Where did you see this? Session expires after 1800 seconds by default.

rdwebdesign · March 24, 2025, 6:51am

I don't know how your script is handling the sessions, but the message "API seats exceeded" means you are not correctly deleting the sessions after using them.

You can take a look at the api.sh file used by pihole api command.

The apiFunc() function does basically 3 steps:

Login to the API;
execute the commands to retrieve the data and show the returned values (or error messages in case of error)
Logout (to delete and free the session).

schliden · March 24, 2025, 6:53am

Pi-hole API Documentation:

Authentication

POST/Auth

2nd paragraph:

"Both the Session ID (SID) and CSRF token remain valid for the session's duration. The session can be extended before its expiration by performing any authenticated action. By default, the session lasts for 5 minutes. It can be invalidated by either logging out or deleting the session. Additionally, the session becomes invalid when the password is altered or a new application password is created."
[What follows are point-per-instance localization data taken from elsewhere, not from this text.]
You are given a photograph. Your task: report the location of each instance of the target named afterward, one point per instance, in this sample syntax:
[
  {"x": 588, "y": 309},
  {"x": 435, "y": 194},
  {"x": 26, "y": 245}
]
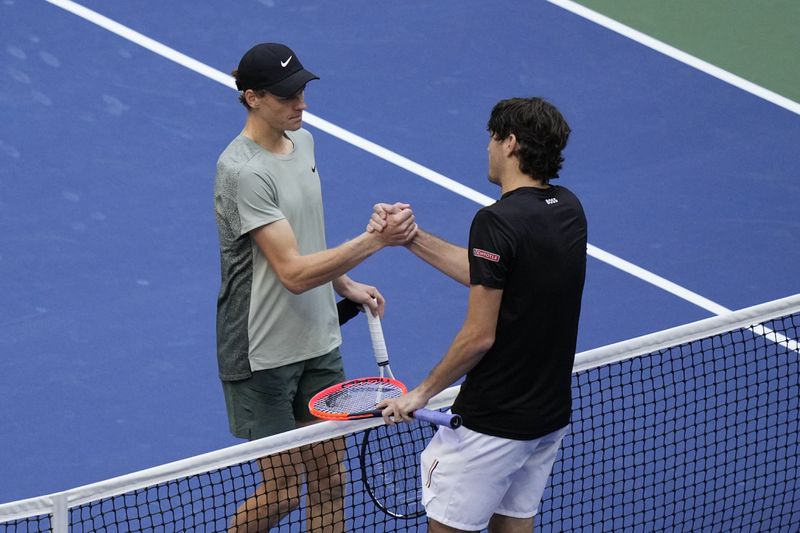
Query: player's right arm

rdwebdesign · March 24, 2025, 6:55am

If you are not logging out or deleting the sessions, they will be expired, but still occupying a seat.

schliden · March 24, 2025, 7:02am

If I were to cache the SID between api calls, how long will the SID be valid for once retrieved ?

rdwebdesign · March 24, 2025, 7:35am

Your log shows the timeout is set to 1800 seconds, but you don't need to cache it.

If you authenticate (creating a new session), use the SID and then delete the session every time after using it, you can repeat the process.

yubiuser · March 24, 2025, 7:47am

Thanks. We need to correct this.

schliden · March 24, 2025, 9:05am

I'm having a hard time with this.

The pi-hole is quite unstable ATM..

When I can connect to its web interface via ip address, I'm seeing CPU spiking to 130%..

It intermittently resolves external lookups but local network resolution does not work.

I'm looking for the quickest way to get back core functionality.

Should I uninstall latest pi-hole 6.x and install an older release (5.18.3 ?) that seemed to be working fine prior to update ?

Any guides to doing the above ?

system · April 14, 2025, 3:57pm

This topic was automatically closed 21 days after the last reply. New replies are no longer allowed.